The first rule is No Boiling or Steaming. If I can impart even a small culinary nugget of widom on you today, let it be this: If you think you do not like a vegetable, please try it roasted at a high temperature with a little olive oil, salt, and pepper. If you think you REALLY don’t like a vegetable — roast it in bacon drippings. This is sound advice, I swear.
You see that shiny goodness on your brussels? That is the magic of bacon! And it is the result of you rendering about 8 slices of chopped up bacon (or “lardonnes” if you want to be snooty about it) in an oven proof pot or pan (I use a 7 qt Dutch Oven) and then removing those slices of bacon and adding about 2lbs of cleaned brussels sprouts. While you are at it, give them a little shower of salt and pepper…and don’t be shy about it. Good seasoning is key here — especially with the salt.
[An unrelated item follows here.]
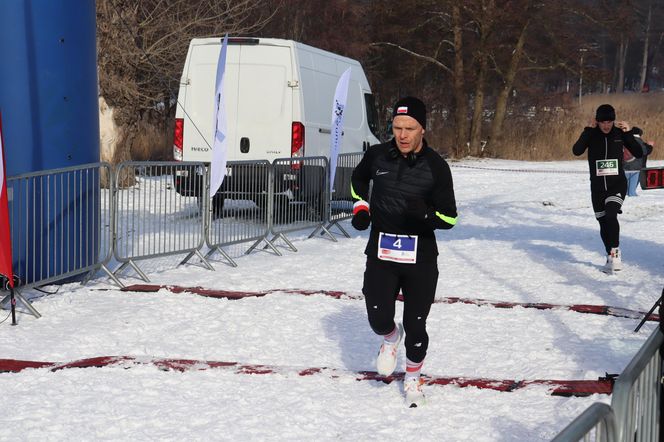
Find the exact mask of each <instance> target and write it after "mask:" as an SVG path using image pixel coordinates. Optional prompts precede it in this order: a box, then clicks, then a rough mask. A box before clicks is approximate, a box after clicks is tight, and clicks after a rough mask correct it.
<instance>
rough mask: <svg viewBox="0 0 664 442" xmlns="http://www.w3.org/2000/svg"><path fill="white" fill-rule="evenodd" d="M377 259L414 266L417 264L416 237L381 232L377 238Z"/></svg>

At this point you are going to pop that bad boy in a pre-heated 400 degree oven for about 30 minutes — and the trick here is that you want the sprouts to be in a single layer so they actually roast, not steam. Steaming makes for a soggy sprout and we want ours to be crusty and delicious when it’s done. After about 30 minutes your sprouts should be cooked but not completely browned, and at this point you will take them out and throw in what is left of the bacon bits you rendered earlier (c’mon…you know a couple of those pieces made it into your belly, you are only human after all). Then you want to throw in a little more than a handful of chopped walnuts (whatever looks good to you, you can’t screw that part up) and put them back in the oven altogether for another 10 minutes.
After 40 minutes of roasting they will look about like this:
And they will smell even more incredible! At this point, Garrett and I just grab forks and go straight for the pot. I will assume you are far more civilized than we are, but if not — I really can’t blame you.
Caramely, nutty, roasty, and of course BACON-Y people, BA-CON-Y. I just can’t emphasize that enough.
Can you give them another shot? Seriously. This recipe might change your life.